Learning Rate Schedulers

All schedulers accept an optimizer and modify its learning rate via scheduler.step().

Class	Signature	Description
`StepLR`	`StepLR(optimizer, step_size, gamma=0.1)`	Decay LR by `gamma` every `step_size` epochs.
`CosineAnnealingLR`	`CosineAnnealingLR(optimizer, T_max, eta_min=0)`	Cosine annealing to `eta_min`.
`ReduceLROnPlateau`	`ReduceLROnPlateau(optimizer, patience=10, factor=0.1)`	Reduce LR when metric plateaus.
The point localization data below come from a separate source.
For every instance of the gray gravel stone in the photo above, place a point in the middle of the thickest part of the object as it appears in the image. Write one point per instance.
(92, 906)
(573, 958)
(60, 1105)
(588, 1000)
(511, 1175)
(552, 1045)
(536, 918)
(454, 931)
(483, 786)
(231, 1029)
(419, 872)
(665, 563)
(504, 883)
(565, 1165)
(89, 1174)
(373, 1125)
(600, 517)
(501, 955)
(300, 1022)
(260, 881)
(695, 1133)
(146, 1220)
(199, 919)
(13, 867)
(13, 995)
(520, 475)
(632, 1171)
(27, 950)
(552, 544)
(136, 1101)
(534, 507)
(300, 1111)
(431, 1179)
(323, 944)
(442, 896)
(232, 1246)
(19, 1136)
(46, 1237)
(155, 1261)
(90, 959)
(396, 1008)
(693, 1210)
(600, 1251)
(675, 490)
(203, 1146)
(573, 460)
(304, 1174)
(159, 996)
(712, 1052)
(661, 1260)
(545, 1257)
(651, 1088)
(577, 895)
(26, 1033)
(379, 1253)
Call `step(metric)`.
`OneCycleLR`	`OneCycleLR(optimizer, max_lr, total_steps)`	Super-convergence 1cycle policy.

Usage Pattern

from grilly.optim import AdamW, CosineAnnealingLR

optimizer = AdamW(model.parameters(), lr=1e-3)
scheduler = CosineAnnealingLR(optimizer, T_max=100)

for epoch in range(100):
    for x, y in loader:
        logits = model(x)
        loss = loss_fn(logits, y)
        grad = loss_fn.backward(np.ones_like(loss), logits, y)
        model.zero_grad()
        model.backward(grad)
        optimizer.step()
    scheduler.step()

GPU-Accelerated Updates

Adam and AdamW updates are implemented as Vulkan compute shaders (adam-update.glsl, adamw-update.glsl). When the C++ backend is available, parameter updates run on GPU without downloading gradients to CPU.